Telegramma del Papa all’arcivescovo Koch: «La follia omicida del terrorismo non trovi più spazio nel nostro mondo». La vicinanza al dolore dei familiari

Telegramma del Papa all’arcivescovo Koch: «La follia omicida del terrorismo non trovi più spazio nel nostro mondo». La vicinanza al dolore dei familiari

Porta la firma del cardinale segretario di Stato Pietro Parolin il telegramma inviato da Francesco all’arcivescovo di Berlino Heiner Koch, dopo l’attentato che nella serata di ieri ha colpito la città, quando un tir si è abbattuto contro la folla al mercatino di Natale di Breitscheidplatz, nel quartiere di Charlottenburg, nel centro di Berlino ovest. Un «terribile atto di violenza», si legge nel testo, nel quale, «oltre a un numero considerevole di feriti, molte persone hanno trovato la morte».

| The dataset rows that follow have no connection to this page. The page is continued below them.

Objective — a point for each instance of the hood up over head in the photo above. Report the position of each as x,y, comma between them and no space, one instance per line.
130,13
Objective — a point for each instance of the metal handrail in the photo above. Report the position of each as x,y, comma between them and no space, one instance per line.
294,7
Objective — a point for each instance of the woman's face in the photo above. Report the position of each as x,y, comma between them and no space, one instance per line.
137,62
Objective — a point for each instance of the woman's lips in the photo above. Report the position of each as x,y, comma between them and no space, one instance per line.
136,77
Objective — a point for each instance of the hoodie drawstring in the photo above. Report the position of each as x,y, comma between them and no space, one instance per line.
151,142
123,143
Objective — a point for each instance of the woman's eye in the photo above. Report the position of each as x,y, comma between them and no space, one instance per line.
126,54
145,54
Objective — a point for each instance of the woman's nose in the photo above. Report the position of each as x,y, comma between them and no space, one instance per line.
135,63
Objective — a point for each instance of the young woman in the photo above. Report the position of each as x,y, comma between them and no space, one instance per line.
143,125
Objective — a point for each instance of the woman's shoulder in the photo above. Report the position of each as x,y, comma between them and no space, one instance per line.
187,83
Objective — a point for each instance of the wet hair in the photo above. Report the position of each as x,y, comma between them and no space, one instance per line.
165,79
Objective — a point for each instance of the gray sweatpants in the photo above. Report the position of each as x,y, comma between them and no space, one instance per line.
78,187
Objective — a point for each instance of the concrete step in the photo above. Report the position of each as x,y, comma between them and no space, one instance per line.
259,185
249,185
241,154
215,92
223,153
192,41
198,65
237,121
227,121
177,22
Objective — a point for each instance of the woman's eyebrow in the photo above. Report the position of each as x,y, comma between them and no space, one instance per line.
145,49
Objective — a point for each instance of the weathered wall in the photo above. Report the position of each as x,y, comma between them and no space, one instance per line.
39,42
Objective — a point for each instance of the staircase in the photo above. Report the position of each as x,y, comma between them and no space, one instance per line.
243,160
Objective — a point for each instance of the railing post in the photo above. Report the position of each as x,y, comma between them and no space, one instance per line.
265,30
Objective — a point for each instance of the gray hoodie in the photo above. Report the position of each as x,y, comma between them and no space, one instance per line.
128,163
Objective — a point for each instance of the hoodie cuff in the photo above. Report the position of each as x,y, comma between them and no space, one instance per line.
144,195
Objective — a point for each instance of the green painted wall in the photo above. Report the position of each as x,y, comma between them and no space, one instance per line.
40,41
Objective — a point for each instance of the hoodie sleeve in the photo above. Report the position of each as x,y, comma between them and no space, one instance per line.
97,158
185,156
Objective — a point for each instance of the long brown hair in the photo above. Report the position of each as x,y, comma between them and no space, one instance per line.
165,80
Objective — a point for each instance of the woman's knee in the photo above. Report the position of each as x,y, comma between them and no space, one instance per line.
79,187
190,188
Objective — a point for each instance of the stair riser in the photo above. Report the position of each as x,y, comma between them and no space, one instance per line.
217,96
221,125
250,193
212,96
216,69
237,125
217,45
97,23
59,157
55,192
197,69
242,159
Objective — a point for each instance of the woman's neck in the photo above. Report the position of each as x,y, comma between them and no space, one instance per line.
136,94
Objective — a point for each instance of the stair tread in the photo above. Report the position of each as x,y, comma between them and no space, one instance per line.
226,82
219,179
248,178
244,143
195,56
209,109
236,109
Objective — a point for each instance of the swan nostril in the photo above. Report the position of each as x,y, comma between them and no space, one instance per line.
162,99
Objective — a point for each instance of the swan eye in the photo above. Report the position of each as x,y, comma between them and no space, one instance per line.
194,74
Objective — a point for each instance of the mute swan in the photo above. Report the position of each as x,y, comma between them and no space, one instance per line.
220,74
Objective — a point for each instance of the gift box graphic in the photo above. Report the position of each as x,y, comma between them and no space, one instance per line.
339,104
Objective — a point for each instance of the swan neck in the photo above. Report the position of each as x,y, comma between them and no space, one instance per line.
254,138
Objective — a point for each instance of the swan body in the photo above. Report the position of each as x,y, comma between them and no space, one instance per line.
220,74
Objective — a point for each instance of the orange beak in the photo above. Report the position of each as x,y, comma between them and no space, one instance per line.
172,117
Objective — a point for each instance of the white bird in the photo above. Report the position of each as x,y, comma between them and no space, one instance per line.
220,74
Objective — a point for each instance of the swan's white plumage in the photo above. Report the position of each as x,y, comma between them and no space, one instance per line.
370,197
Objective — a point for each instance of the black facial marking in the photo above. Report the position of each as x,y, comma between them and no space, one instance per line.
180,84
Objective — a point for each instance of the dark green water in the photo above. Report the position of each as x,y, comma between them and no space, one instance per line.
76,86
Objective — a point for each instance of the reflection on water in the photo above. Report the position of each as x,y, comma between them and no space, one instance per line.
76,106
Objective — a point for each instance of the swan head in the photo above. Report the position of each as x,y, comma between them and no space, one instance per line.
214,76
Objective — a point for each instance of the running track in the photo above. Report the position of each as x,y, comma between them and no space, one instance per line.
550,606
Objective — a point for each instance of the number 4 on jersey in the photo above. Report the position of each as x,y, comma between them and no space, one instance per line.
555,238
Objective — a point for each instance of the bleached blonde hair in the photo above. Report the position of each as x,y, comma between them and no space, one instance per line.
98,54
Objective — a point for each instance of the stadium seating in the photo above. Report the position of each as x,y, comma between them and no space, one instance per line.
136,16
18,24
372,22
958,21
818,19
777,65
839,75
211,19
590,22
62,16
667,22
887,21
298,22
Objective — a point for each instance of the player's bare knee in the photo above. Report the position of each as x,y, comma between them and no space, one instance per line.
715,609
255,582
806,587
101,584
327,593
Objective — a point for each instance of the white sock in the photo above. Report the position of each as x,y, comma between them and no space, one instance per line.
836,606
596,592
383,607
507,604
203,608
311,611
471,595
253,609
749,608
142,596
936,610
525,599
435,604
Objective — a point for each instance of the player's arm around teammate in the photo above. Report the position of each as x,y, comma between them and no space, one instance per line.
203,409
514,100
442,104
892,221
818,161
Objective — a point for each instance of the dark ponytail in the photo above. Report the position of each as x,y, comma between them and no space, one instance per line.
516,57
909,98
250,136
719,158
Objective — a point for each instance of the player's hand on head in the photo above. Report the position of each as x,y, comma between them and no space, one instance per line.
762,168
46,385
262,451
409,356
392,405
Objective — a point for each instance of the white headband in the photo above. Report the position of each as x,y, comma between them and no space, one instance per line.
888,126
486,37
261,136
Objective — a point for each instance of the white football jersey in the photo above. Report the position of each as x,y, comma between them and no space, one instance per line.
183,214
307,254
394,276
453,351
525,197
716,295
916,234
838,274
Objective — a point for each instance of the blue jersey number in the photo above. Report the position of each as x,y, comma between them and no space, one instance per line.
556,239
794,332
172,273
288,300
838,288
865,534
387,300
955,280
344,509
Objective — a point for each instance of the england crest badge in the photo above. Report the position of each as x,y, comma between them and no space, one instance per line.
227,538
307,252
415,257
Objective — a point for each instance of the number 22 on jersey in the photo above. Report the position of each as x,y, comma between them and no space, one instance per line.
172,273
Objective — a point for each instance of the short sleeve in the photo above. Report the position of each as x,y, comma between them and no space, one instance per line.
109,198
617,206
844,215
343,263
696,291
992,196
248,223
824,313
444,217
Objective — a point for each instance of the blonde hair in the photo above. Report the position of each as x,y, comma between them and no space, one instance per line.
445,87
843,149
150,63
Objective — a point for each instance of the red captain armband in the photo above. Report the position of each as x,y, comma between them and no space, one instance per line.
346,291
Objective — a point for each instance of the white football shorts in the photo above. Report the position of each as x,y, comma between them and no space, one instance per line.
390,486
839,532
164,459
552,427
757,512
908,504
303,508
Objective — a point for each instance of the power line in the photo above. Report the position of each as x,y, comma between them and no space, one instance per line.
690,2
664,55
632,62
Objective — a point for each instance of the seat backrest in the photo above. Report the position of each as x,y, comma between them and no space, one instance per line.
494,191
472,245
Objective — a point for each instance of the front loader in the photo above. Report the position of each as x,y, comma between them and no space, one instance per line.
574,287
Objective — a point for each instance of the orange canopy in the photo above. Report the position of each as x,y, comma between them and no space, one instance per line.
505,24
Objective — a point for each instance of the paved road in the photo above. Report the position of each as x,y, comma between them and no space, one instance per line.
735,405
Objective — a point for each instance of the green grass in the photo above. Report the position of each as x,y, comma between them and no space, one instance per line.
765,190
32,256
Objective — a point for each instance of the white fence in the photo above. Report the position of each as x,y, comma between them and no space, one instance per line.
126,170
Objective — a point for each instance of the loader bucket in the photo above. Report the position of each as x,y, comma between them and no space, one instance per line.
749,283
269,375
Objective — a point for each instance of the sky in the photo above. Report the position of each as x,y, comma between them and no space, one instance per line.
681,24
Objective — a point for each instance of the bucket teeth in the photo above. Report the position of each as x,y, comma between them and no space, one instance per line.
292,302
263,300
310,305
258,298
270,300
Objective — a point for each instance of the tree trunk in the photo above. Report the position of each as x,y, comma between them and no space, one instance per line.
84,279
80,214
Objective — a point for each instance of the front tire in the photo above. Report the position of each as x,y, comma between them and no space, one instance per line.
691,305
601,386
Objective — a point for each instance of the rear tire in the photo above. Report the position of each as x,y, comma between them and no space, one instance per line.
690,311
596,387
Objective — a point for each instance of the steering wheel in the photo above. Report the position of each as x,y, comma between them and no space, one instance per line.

Papa Francesco «manifesta la propria partecipazione al lutto dei familiari, esprimendo la propria compassione e assicurando la sua vicinanza al loro dolore», si legge nel testo. Ancora, «nella preghiera affida i defunti alla misericordia di Dio supplicandolo anche per la guarigione dei feriti. Il Santo Padre ringrazia inoltre i servizi di soccorso e di sicurezza per il loro impegno fattivo».

Il pontefice, conclude il telegramma, «si unisce a tutti gli uomini di buona volontà che s’impegnano affinché la follia omicida del terrorismo non trovi più spazio nel nostro mondo. In tal senso, Sua Santità implora da Dio Padre misericordioso la consolazione, la protezione e la confortatrice benedizione».